# First time doing implied nude model pics C&C please



## shortpballer (Jun 5, 2010)

This is my first time doing implied nude.  It was a little scary at first lol, but wasn't as awkward as I thought it would be.  Comments and Critique is very helpful, thanks 

1.





2.




3.


----------



## kass617 (Jun 5, 2010)

I think they look great. I really like the last one.  The first picture looked a little awkward to me at first, but the more I looked at it to pinpoint what bothered me abut it, the more I liked it.  Great work.  The second one looks like it would look great as a billboard, or in a magazine (advertising what? I don't know, lol).  Your signature sais you're new to photography, which is even more impressive.


----------



## shortpballer (Jun 5, 2010)

kass617 said:


> I think they look great. I really like the last one.  The first picture looked a little awkward to me at first, but the more I looked at it to pinpoint what bothered me abut it, the more I liked it.  Great work.  The second one looks like it would look great as a billboard, or in a magazine (advertising what? I don't know, lol).  Your signature sais you're new to photography, which is even more impressive.



Yup  I got my account here the day I bought my first Digital SLR.  I've improved so much due to the helpful people on this forum.  So thanks to all of you that have helped me out over the past 10 months or so


----------



## ifi (Jun 5, 2010)

Nice shots over all. Your theme is clear this time.

There are multiple shades of shadows in #1.
Eyes are very sharp in #2 and it also got your usual exposure.
3rd one is my favorite, it seems a little over processed where hands meet feet.

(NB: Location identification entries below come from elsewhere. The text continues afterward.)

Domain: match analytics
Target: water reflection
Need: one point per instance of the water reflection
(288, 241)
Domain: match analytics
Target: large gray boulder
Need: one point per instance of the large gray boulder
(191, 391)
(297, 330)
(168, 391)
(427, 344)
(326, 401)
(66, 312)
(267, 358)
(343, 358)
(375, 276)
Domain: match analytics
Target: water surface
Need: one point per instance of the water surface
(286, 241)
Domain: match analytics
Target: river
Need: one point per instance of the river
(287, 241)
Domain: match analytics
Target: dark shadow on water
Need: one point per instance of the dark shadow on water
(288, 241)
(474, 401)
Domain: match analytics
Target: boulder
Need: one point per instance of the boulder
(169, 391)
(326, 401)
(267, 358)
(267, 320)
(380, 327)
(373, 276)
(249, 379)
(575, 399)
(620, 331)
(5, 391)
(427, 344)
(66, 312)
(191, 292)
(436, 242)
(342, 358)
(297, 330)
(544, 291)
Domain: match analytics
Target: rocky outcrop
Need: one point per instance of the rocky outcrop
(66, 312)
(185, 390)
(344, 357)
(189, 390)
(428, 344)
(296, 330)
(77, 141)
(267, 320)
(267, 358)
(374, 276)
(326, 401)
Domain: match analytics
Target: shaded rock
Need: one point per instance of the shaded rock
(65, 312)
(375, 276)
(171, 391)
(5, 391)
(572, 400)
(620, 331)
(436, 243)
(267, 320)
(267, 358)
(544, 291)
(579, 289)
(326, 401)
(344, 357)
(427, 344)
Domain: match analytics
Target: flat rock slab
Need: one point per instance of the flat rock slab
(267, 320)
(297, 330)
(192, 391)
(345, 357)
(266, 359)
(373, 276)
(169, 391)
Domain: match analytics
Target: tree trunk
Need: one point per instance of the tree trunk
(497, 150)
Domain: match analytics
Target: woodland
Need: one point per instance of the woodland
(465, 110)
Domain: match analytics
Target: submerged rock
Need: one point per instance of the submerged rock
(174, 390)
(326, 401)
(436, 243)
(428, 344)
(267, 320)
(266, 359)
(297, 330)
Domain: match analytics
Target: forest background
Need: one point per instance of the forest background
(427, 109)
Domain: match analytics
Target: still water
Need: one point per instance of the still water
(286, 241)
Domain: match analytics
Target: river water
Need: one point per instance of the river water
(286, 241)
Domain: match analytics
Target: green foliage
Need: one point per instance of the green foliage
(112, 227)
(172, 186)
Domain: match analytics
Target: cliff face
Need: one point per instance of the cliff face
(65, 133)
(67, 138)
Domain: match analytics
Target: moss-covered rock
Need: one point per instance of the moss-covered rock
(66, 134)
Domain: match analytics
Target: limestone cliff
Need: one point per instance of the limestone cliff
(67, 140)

You can not call yourself a new photographer anymore - you are very good :thumbup:


----------



## tirediron (Jun 5, 2010)

Wonderful!  As mentioned, #1 is a bit awkward looking, and on #2 I might burn in the face/hair area just a tad - that definitely belongs in a magazine advertising something.  #3 is almost eerie; excellent!


----------



## fiveoboy01 (Jun 5, 2010)

#3 is excellent.  While technically fine, I don't care much for the composition of the first two.


----------



## KmH (Jun 5, 2010)

Nice light in all. #3 is a keeper.


----------



## smackitsakic (Jun 5, 2010)

Is the Eric Dossantos . com website yours?  If so, which I assume it is, that is a WICKED looking website.  I love it.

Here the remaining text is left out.